It hits Shane one evening, when they’re relaxing together on the couch in the house they own together, that he’s achieved something he didn’t even consciously realise he had set as a goal.
He’s created a place where Ilya feels safe.
To some extent, Shane knew they sort of always had something like that - in 1410, in 1221, in countless hotel rooms that then became the homes they had separately, in Boston and Montreal - but this, obviously, is different. It’s different in the best way.
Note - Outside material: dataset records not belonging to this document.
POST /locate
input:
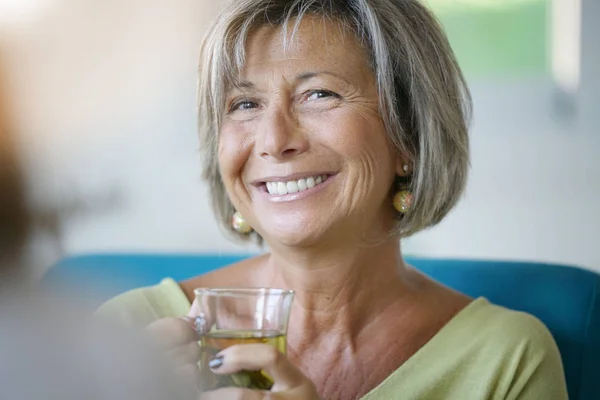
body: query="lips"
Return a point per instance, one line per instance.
(279, 188)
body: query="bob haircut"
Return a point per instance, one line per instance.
(424, 101)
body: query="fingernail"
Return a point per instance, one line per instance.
(216, 362)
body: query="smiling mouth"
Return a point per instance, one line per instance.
(280, 188)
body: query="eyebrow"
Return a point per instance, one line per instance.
(305, 76)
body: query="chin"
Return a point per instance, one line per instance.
(297, 235)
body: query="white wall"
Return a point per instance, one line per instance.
(105, 94)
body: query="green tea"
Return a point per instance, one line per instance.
(213, 342)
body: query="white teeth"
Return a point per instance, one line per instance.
(281, 188)
(292, 186)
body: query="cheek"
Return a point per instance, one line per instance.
(357, 133)
(233, 152)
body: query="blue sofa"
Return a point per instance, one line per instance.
(566, 299)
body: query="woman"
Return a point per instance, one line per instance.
(332, 129)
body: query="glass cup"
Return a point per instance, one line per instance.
(227, 317)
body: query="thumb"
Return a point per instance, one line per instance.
(197, 319)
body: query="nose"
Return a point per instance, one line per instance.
(280, 137)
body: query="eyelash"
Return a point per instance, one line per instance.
(235, 106)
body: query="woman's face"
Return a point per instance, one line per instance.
(302, 150)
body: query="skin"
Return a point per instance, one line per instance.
(359, 311)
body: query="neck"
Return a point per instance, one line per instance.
(340, 290)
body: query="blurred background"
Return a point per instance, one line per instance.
(104, 95)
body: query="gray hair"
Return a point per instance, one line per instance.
(423, 97)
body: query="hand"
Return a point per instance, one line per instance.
(289, 382)
(177, 337)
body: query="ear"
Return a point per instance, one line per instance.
(403, 166)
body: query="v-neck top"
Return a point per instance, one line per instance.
(484, 352)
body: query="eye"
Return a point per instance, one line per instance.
(320, 94)
(242, 105)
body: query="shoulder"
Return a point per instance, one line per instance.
(139, 307)
(517, 349)
(509, 328)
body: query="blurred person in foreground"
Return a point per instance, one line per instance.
(332, 129)
(49, 347)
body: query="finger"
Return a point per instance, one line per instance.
(254, 357)
(235, 394)
(188, 353)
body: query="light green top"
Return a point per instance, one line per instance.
(484, 352)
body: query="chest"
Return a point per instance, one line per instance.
(350, 372)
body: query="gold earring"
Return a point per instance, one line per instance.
(403, 200)
(239, 223)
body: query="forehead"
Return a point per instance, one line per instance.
(316, 44)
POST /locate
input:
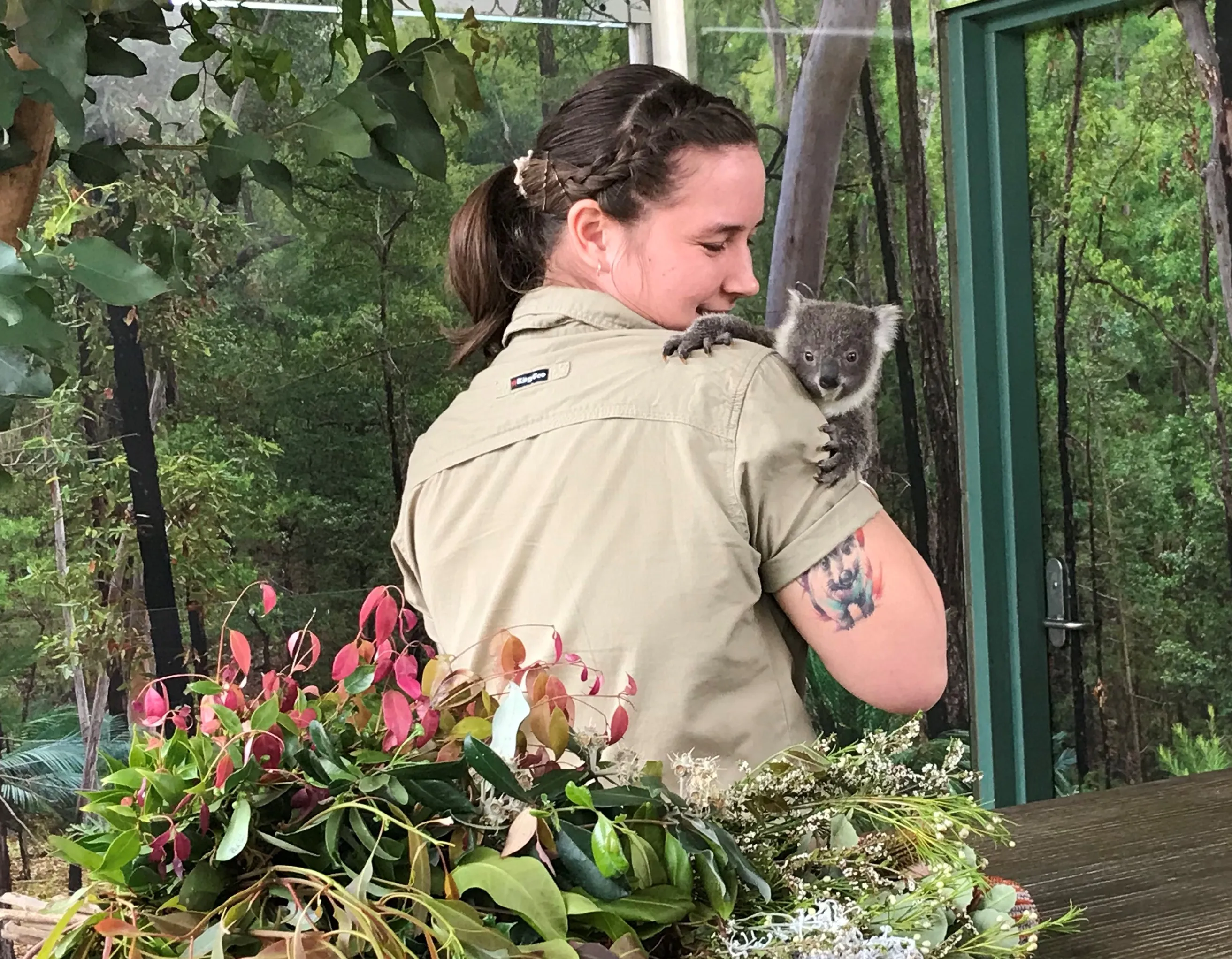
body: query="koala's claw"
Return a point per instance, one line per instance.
(703, 335)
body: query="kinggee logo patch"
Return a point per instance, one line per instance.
(528, 380)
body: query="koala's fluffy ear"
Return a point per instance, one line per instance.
(888, 327)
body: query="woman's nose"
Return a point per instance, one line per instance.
(742, 282)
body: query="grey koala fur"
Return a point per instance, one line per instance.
(834, 349)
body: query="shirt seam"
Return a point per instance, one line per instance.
(539, 425)
(736, 415)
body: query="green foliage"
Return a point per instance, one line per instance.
(1191, 754)
(425, 83)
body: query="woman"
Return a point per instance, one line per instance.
(662, 516)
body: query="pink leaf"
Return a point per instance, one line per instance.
(225, 769)
(406, 671)
(397, 715)
(370, 604)
(385, 660)
(387, 617)
(521, 831)
(241, 652)
(153, 707)
(269, 597)
(346, 662)
(432, 722)
(619, 725)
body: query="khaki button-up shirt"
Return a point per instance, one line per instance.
(645, 510)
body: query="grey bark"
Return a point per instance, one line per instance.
(828, 82)
(1198, 34)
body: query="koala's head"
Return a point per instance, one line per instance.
(836, 349)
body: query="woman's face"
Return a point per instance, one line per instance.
(683, 257)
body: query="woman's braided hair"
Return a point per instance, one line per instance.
(615, 142)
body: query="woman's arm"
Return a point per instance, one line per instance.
(872, 611)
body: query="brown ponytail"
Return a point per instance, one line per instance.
(612, 142)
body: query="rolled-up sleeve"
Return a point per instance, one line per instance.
(794, 520)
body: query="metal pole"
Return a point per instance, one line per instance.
(669, 35)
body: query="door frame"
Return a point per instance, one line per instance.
(984, 106)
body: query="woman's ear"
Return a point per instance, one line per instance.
(588, 230)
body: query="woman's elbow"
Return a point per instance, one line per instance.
(921, 680)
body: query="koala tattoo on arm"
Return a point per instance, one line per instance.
(834, 349)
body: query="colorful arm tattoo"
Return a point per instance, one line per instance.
(846, 586)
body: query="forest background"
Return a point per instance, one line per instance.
(300, 355)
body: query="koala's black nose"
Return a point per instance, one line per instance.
(828, 374)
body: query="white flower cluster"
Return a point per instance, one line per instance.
(823, 931)
(698, 778)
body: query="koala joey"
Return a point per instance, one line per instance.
(834, 349)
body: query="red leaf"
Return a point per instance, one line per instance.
(269, 597)
(370, 604)
(406, 671)
(619, 725)
(397, 715)
(241, 652)
(111, 926)
(387, 617)
(225, 769)
(513, 654)
(432, 722)
(346, 662)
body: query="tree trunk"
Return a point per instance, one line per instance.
(941, 401)
(1215, 175)
(7, 951)
(1097, 617)
(1060, 316)
(34, 125)
(132, 397)
(778, 41)
(902, 352)
(828, 82)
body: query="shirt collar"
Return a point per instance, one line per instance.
(547, 307)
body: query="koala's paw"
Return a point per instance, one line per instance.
(705, 333)
(839, 460)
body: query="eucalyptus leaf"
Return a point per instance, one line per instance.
(573, 845)
(24, 374)
(606, 850)
(493, 769)
(110, 274)
(105, 57)
(519, 883)
(236, 837)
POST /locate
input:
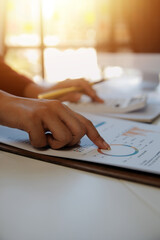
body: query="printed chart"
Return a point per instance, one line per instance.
(119, 150)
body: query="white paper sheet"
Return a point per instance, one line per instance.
(133, 145)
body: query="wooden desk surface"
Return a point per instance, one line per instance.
(44, 201)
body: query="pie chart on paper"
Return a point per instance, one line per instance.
(119, 150)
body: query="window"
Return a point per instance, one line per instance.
(56, 39)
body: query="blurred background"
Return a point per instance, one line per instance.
(59, 39)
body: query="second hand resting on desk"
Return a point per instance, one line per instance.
(110, 105)
(61, 92)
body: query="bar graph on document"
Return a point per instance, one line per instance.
(133, 145)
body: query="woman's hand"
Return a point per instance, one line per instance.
(37, 117)
(32, 90)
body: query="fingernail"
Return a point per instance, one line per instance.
(106, 145)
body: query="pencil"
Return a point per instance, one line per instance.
(61, 92)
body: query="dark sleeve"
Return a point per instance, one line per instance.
(11, 81)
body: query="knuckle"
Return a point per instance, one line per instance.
(67, 138)
(89, 123)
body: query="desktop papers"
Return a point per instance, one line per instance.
(133, 145)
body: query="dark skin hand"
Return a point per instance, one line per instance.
(36, 117)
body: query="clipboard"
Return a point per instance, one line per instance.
(96, 168)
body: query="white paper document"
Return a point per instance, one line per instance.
(133, 145)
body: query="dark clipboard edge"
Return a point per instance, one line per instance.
(106, 170)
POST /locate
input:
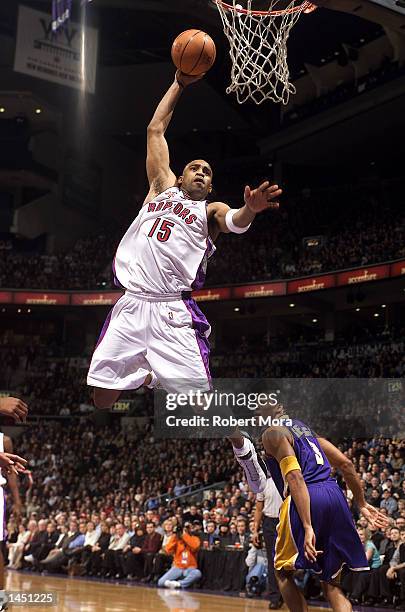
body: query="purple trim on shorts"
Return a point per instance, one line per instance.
(200, 326)
(104, 329)
(199, 280)
(116, 281)
(5, 534)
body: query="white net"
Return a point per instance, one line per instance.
(258, 48)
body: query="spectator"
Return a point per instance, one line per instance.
(388, 502)
(58, 557)
(150, 546)
(184, 572)
(380, 589)
(16, 550)
(359, 583)
(241, 538)
(36, 544)
(98, 550)
(112, 561)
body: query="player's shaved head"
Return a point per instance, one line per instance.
(201, 162)
(196, 179)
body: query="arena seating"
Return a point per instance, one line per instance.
(273, 249)
(67, 493)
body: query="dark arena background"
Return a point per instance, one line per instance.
(314, 290)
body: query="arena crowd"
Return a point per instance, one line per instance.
(112, 503)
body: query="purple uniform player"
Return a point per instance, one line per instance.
(316, 529)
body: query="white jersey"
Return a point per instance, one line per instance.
(166, 248)
(2, 479)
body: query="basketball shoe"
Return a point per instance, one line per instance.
(253, 465)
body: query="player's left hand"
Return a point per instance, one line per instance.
(264, 197)
(310, 545)
(14, 408)
(374, 517)
(187, 79)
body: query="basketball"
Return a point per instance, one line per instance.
(193, 52)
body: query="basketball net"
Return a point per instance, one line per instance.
(258, 48)
(62, 11)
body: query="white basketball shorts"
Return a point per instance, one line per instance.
(166, 334)
(2, 515)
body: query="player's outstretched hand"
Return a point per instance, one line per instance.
(13, 407)
(186, 79)
(310, 545)
(12, 464)
(263, 197)
(374, 517)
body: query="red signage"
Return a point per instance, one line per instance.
(6, 297)
(95, 299)
(305, 285)
(398, 269)
(265, 290)
(212, 295)
(364, 275)
(42, 299)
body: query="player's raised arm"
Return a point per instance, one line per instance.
(160, 176)
(238, 221)
(12, 479)
(339, 461)
(277, 443)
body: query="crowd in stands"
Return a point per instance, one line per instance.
(113, 503)
(62, 390)
(388, 71)
(364, 228)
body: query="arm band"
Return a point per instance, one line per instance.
(231, 225)
(288, 464)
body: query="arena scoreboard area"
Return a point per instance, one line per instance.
(394, 5)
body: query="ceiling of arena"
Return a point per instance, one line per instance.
(136, 35)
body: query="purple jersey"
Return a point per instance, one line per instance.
(331, 519)
(313, 462)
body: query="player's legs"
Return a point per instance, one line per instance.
(177, 346)
(334, 594)
(118, 362)
(291, 594)
(105, 398)
(3, 598)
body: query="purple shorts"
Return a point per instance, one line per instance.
(334, 529)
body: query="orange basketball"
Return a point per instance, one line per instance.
(193, 52)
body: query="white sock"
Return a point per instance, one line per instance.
(154, 380)
(246, 448)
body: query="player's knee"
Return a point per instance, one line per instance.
(101, 400)
(282, 576)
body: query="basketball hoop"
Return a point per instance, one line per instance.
(258, 47)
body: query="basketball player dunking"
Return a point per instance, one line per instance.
(156, 332)
(156, 326)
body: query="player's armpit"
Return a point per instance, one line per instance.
(278, 442)
(335, 457)
(160, 176)
(216, 213)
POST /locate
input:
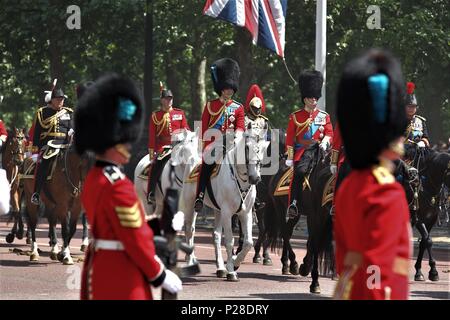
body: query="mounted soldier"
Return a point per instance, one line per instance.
(163, 124)
(121, 262)
(306, 128)
(223, 114)
(417, 131)
(53, 129)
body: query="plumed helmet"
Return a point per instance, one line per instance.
(225, 75)
(110, 112)
(410, 96)
(310, 84)
(255, 99)
(370, 106)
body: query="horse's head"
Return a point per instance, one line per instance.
(14, 147)
(256, 145)
(185, 145)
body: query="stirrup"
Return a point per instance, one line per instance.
(151, 198)
(35, 199)
(293, 210)
(198, 205)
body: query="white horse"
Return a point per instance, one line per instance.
(184, 156)
(234, 191)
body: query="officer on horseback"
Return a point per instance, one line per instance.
(121, 262)
(416, 131)
(51, 123)
(223, 114)
(306, 128)
(163, 124)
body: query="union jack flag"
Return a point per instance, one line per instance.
(265, 19)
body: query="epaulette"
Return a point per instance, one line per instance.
(113, 174)
(420, 117)
(383, 175)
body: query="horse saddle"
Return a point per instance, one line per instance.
(195, 173)
(52, 148)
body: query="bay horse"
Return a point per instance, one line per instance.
(12, 160)
(61, 197)
(316, 205)
(424, 194)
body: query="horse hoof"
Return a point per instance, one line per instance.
(10, 238)
(433, 276)
(34, 257)
(419, 277)
(267, 262)
(303, 271)
(221, 273)
(232, 277)
(314, 289)
(293, 268)
(285, 270)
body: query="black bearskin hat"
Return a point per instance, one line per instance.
(110, 112)
(370, 106)
(410, 96)
(225, 75)
(81, 88)
(310, 84)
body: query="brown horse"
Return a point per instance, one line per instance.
(61, 197)
(12, 159)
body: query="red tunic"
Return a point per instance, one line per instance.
(337, 147)
(372, 233)
(3, 131)
(162, 125)
(115, 213)
(303, 128)
(222, 117)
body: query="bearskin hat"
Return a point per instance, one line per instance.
(255, 98)
(110, 112)
(410, 96)
(370, 106)
(225, 75)
(310, 84)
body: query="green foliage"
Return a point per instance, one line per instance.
(35, 46)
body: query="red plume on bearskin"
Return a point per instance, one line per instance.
(410, 86)
(255, 91)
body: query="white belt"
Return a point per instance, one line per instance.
(100, 244)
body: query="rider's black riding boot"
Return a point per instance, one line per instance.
(296, 194)
(41, 175)
(205, 173)
(155, 172)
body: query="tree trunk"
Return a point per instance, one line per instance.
(198, 89)
(244, 44)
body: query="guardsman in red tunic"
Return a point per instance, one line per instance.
(163, 123)
(371, 227)
(120, 262)
(306, 127)
(223, 115)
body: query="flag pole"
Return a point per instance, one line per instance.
(321, 46)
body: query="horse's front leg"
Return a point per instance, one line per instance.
(221, 271)
(247, 225)
(229, 243)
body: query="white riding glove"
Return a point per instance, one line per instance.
(289, 163)
(172, 282)
(333, 169)
(178, 221)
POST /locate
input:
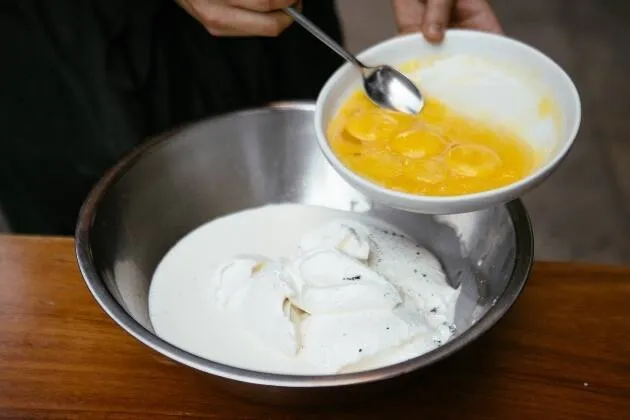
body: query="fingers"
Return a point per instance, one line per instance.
(241, 17)
(262, 5)
(408, 15)
(478, 14)
(436, 19)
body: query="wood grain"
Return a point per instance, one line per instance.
(562, 352)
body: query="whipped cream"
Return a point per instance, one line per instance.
(349, 293)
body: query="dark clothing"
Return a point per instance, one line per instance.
(87, 80)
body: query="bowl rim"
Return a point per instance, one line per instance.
(524, 255)
(484, 196)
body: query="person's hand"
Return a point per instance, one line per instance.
(432, 17)
(240, 17)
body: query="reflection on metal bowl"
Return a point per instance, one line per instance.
(170, 186)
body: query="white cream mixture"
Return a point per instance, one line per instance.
(489, 92)
(301, 290)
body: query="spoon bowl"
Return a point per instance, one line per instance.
(385, 86)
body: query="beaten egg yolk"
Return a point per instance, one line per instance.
(438, 152)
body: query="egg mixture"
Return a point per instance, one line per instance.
(443, 151)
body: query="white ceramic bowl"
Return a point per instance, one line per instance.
(549, 77)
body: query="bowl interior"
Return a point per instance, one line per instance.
(521, 60)
(166, 189)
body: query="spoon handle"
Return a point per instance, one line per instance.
(321, 35)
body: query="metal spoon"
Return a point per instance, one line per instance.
(384, 85)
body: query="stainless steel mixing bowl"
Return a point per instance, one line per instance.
(170, 186)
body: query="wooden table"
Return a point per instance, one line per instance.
(562, 352)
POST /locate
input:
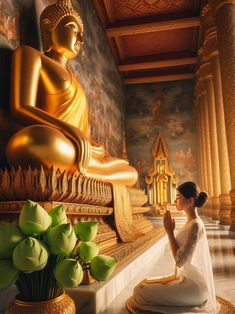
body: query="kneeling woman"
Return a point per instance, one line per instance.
(192, 290)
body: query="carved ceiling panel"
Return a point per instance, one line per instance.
(152, 40)
(125, 9)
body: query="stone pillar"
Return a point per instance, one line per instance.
(203, 139)
(210, 46)
(224, 12)
(199, 141)
(205, 72)
(202, 148)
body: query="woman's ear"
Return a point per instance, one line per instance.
(191, 200)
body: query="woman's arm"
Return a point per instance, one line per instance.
(169, 225)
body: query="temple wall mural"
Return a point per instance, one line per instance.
(94, 67)
(165, 107)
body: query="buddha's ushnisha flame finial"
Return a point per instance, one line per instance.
(53, 14)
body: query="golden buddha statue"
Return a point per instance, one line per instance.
(51, 104)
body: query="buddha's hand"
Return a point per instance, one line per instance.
(83, 147)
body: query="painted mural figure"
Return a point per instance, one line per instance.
(50, 103)
(191, 289)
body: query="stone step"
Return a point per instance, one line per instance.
(97, 297)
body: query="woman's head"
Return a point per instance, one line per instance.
(61, 28)
(189, 194)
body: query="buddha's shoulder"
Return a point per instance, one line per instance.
(27, 51)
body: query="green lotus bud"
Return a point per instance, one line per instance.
(68, 273)
(86, 230)
(88, 250)
(102, 267)
(8, 273)
(58, 216)
(10, 236)
(34, 220)
(61, 240)
(30, 255)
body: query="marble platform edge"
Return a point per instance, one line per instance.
(96, 298)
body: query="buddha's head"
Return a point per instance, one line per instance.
(61, 29)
He looks down at Ilya, fast asleep with his head in Shane’s lap, covered in a blanket. His eyelashes are so long. There’s no furrow in his brow, and his mouth is just slightly open. He makes the kind of snuffling, clicky noises that he only makes when he’s sleeping really comfortably and really well.
This is a house they share. Ilya’s stuff is safe here. Their dog is safe here. Ilya can fall asleep on Shane’s lap on the couch with the knowledge that he’s safe and loved and cared for in every single moment. He doesn’t have to tiptoe around or worry about someone’s mood or censor himself in the way that Shane imagines he had to do when he was a child, after Irina passed and the house lost all its warmth. Here, Ilya and everything he is is treasured. He’s safe.
Shane smiles and wraps a finger around a loose curl, scritches at his scalp gently enough that it doesn’t wake him. Ilya purrs a little in his sleep. They’re all good here.